Tu lis, tu pleures, tu réfléchis, tu taquines, tu  fais plein de bisous, tu exprimes ton bonheur, tu exprimes ton mal être, tu serres la main de ta maman chérie, tu exprimes ton mal au cul, tu commentes les émissions de télé, tu as découvert que tu avais des fils sur la tête, tu pleures quand tu nous vois arriver, tu nous salues de la main lors de notre départ, tu acceptes ton état sans broncher, tu rêves de ta maman, tu souris d’entendre le nom de tes amis, tu m’obliges à masser tes pieds, tu adores nous tenir la main, tu parles, tu bouges tes jambes et le bras droits avec aisance, tu commences à remuer ton bras gauche, tu reconnais la voix d’Antonin et de Louise, tu ris de nos blagues, tu fais des blagues, tu fais de gros câlins à ta mère, tu refuses pendant notre visite qu’elle s’en aille, tu fais des doigts d’honneur à ton père, tu dors, tu réclames tes lunettes, tu désires te promener dans un jardin, tu es patient, tu salues de la main tes correspondants téléphonique, tu lèves les jambes, tu baisses les jambes, tu saisis un mouchoir, tu t’essuies la bouche, tu tournes la tête, tu es sage, tu joues, tu as le sens de l’humour, tu cogites, tu veux sortir, tu es pressé de revenir en Normandie, tu es impatient de retrouver les êtres aimés…en bref, tu vis.

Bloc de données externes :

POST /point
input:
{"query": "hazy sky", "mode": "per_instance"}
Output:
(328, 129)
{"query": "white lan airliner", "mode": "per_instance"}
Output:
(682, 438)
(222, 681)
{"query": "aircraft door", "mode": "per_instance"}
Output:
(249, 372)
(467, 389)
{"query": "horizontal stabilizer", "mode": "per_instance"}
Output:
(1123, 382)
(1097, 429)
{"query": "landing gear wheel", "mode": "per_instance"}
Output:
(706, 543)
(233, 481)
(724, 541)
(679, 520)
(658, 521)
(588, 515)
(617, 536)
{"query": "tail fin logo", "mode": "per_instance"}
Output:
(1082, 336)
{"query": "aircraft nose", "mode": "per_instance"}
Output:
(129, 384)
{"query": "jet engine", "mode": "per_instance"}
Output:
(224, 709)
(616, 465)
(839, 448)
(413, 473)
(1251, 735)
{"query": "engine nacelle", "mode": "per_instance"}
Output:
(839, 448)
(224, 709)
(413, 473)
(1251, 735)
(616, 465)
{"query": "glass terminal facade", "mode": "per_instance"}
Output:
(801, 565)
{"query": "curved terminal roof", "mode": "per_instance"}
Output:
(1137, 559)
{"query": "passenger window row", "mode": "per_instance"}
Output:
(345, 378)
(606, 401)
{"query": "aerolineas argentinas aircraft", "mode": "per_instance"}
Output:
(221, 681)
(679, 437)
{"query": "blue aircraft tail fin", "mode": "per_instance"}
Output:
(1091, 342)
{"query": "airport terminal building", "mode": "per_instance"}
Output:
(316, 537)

Tu as changé de service. Tu as quitté la réanimation, tu as intégré les soins intensifs. Nous croisons les doigts afin qu’un évènement indésirable t’évite.
Ninon et Gwendal débarquent à Marseille. D’un train, le verbe « détrainent » serait plus adapté. Hugo et ses parents arrivent. Tu vas passer une journée intense en émotion et surement très fatigante. J’espère que tu seras au mieux de ta forme pour profiter au maximum de ces instants.
Que puis-je écrire d’autre ? Nos visites quotidiennes nous permettent d’échanger. Pour l’instant nos échanges sont partiellement à sens unique. J’en profite pour t’asséner mes vérités. Je sais que cela ne durera pas. Bientôt mes concepts seront contrés par ton sens de la repartie. Tant mieux.

Bisous.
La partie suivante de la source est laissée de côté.